Além disso, diz Haar, o acesso aberto com pagamento de APC concentra nos países ricos e nos seus pesquisadores o controle sobre as plataformas de distribuição e validação dos resultados de pesquisa. “Apesar de, em princípio, ser verdade que a ciência é universal, na prática há um entrelaçamento forte entre ela, política e dinâmicas sociais”, explica. “Esse modelo é um dos mecanismos que levam as hierarquias de poder a continuar na mão de cientistas radicados em países ricos. Open Access ‘de verdade’ (sem APC) e manter o controle sobre as plataformas de distribuição e validação dos resultados de pesquisa é essencial para países e para pesquisadores.”

 

Predadores

O surgimento, cada vez em maior número, de periódicos predatórios, que visam primeiramente o lucro financeiro em detrimento da qualidade científica, é outro corolário adverso do acesso aberto não previsto por seus idealizadores. “Eles simulam um processo seletivo de avaliação dos artigos e publicam resultados que vão de ruins a falsos, além de alguns até relevantes de pesquisadores incautos ou inseguros, que por inexperiência não conseguem emplacá-los em revistas sérias”, explica Martinelli. “Essas revistas falsificam a avaliação para providenciar publicações registradas (exigidas pelas agências de financiamento e universidades no mundo todo), porém em geral são irrelevantes – ou nocivas”.

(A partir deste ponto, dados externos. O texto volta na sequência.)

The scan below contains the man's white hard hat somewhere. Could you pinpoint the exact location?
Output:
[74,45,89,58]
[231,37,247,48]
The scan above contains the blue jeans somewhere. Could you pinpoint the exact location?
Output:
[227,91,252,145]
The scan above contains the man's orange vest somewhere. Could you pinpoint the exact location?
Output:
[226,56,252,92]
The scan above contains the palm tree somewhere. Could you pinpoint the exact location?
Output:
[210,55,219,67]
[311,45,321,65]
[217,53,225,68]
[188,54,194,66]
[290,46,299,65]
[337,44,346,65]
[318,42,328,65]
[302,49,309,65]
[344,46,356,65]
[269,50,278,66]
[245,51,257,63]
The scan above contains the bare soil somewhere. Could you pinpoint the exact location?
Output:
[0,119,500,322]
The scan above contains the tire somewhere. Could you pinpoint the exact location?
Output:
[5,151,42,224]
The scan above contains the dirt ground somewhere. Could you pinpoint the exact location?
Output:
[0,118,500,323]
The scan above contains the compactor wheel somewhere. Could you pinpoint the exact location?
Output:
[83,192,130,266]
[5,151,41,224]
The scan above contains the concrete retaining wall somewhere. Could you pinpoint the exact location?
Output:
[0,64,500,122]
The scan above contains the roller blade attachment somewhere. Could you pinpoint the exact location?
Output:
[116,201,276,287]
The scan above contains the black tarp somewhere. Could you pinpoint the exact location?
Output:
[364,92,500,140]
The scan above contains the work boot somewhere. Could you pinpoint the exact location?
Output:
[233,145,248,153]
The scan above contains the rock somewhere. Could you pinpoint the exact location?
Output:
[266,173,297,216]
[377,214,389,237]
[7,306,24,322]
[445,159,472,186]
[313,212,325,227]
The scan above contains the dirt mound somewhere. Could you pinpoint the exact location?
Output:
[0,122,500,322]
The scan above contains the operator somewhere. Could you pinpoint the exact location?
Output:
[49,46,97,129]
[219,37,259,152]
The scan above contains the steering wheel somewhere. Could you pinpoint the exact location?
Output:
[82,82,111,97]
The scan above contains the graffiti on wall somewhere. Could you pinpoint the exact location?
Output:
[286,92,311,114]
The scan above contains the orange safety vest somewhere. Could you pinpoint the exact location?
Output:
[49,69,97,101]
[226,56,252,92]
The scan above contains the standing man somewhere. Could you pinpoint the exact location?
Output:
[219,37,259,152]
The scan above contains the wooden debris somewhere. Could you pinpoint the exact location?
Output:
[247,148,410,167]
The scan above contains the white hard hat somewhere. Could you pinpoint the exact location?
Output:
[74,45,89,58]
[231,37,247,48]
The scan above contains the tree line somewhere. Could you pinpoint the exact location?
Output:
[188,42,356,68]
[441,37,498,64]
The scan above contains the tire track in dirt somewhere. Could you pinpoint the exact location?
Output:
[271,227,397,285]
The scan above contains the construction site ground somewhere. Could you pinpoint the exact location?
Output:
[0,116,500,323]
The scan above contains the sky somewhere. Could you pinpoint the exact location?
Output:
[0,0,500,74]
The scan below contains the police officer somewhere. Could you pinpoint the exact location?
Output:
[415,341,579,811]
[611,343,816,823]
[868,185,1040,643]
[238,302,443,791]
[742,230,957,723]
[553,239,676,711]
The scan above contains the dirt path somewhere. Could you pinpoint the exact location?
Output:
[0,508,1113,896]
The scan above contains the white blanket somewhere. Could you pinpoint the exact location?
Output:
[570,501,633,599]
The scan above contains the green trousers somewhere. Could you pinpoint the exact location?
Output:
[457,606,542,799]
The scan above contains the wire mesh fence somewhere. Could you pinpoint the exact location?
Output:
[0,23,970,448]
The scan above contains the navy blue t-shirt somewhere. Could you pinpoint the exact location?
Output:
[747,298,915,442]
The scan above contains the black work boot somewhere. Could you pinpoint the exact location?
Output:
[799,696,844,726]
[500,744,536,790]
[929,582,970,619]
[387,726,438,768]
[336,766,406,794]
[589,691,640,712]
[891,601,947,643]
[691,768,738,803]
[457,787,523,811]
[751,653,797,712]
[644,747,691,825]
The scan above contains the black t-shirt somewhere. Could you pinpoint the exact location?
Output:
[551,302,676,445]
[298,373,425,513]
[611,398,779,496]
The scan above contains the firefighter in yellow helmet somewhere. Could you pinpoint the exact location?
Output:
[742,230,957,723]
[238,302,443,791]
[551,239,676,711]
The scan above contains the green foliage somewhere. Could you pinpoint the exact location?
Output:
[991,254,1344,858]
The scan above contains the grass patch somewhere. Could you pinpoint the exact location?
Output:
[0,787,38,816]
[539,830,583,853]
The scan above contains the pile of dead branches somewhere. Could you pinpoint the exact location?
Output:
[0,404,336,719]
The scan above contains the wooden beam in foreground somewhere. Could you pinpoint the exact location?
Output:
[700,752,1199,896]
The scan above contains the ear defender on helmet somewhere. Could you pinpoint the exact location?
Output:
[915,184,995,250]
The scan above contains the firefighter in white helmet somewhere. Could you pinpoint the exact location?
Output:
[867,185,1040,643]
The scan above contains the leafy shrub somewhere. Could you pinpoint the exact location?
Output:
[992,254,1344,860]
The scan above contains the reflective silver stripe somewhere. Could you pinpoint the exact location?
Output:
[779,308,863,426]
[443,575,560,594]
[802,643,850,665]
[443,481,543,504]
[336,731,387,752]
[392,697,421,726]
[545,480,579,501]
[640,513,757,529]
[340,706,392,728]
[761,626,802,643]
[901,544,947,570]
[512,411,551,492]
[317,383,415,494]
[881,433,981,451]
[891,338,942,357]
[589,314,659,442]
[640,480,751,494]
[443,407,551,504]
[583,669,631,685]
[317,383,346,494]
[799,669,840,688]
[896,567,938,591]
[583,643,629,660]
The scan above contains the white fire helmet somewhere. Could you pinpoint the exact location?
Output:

Em síntese, para ele, as revistas de acesso aberto podem ajudar na divulgação da ciência, mas ele vê com ceticismo esta via como a única para disponibilizar os resultados da pesquisa. “Se é o público que paga a pesquisa, certamente ele merece acessar a informação – ainda que o cidadão médio não consiga ir além das redes sociais”, justifica. “Entendo assim que, por ‘público’ podemos pensar mais a imprensa – e algum interessado esparso que destoe da massa”.